Een tekst of woord tussen aanhalingstekens ( “ ….. ” ) in de vragen moet je kunnen lezen zoals het tussen de aanhalingstekens staat.
Zonder aanhalingstekens moet je van het betreffende woord een afbeelding (of een deel ervan) kunnen zien. (Een paardenkop staat dus ook voor een paard.)

Op bijna alle vragen kan je het antwoord ter plaatse aflezen of, mits wat speurwerk, afleiden. Als een antwoord ter plaatse kan afgelezen worden, wordt deze tekst als enig correct antwoord beschouwd (ook al is dit in tegenspraak met wat in de literatuur of op internet kan gevonden worden!).

Waar het antwoord ter plaatse af te lezen is, vragen we wel een ‘correcte’ schrijfwijze (zoals het ter plekke te lezen staat).
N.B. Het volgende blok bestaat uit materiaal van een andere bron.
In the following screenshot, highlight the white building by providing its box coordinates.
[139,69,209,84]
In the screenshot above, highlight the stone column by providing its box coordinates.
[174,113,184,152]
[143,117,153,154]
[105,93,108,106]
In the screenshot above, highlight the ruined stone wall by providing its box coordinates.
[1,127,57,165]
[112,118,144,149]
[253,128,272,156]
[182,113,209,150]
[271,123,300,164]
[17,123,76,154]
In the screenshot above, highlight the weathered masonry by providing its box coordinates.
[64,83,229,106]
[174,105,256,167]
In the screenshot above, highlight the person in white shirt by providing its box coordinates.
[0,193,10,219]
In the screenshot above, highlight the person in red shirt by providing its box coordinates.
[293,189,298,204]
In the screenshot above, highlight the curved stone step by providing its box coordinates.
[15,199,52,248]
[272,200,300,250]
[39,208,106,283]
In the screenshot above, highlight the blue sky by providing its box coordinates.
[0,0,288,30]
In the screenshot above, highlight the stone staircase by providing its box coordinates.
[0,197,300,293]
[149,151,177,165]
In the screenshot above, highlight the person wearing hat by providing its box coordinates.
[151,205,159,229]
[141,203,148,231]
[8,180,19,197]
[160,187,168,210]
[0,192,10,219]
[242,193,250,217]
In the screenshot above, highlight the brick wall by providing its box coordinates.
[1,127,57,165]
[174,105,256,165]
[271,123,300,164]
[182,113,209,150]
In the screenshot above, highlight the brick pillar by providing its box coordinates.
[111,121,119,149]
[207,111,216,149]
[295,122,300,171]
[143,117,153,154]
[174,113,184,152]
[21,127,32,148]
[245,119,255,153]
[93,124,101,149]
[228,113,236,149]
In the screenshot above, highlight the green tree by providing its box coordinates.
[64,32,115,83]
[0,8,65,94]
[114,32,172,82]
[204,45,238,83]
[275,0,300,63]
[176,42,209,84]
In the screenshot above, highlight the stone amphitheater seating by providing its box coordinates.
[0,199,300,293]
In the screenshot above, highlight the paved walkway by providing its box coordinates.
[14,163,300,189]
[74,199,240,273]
Dus: thym    thijm !

Vragen waarbij het antwoord niet ter plaatse kan afgelezen worden, staan in de wandeltekst aangeduid als “weetvragen, kijkvragen, gokvragen,…”.

Jaartallen kunnen in alle vormen voorkomen: Romeinse cijfers (I, V, …), Arabische cijfers (1914…), afgekorte vormen (14 i.p.v. 1914…), enz…

Dit jaar zijn er geen schiftingsvragen in de tekst verwerkt. Bij gelijkheid van punten zal achteraf  door de inrichter(s) een extra vraag gesteld worden…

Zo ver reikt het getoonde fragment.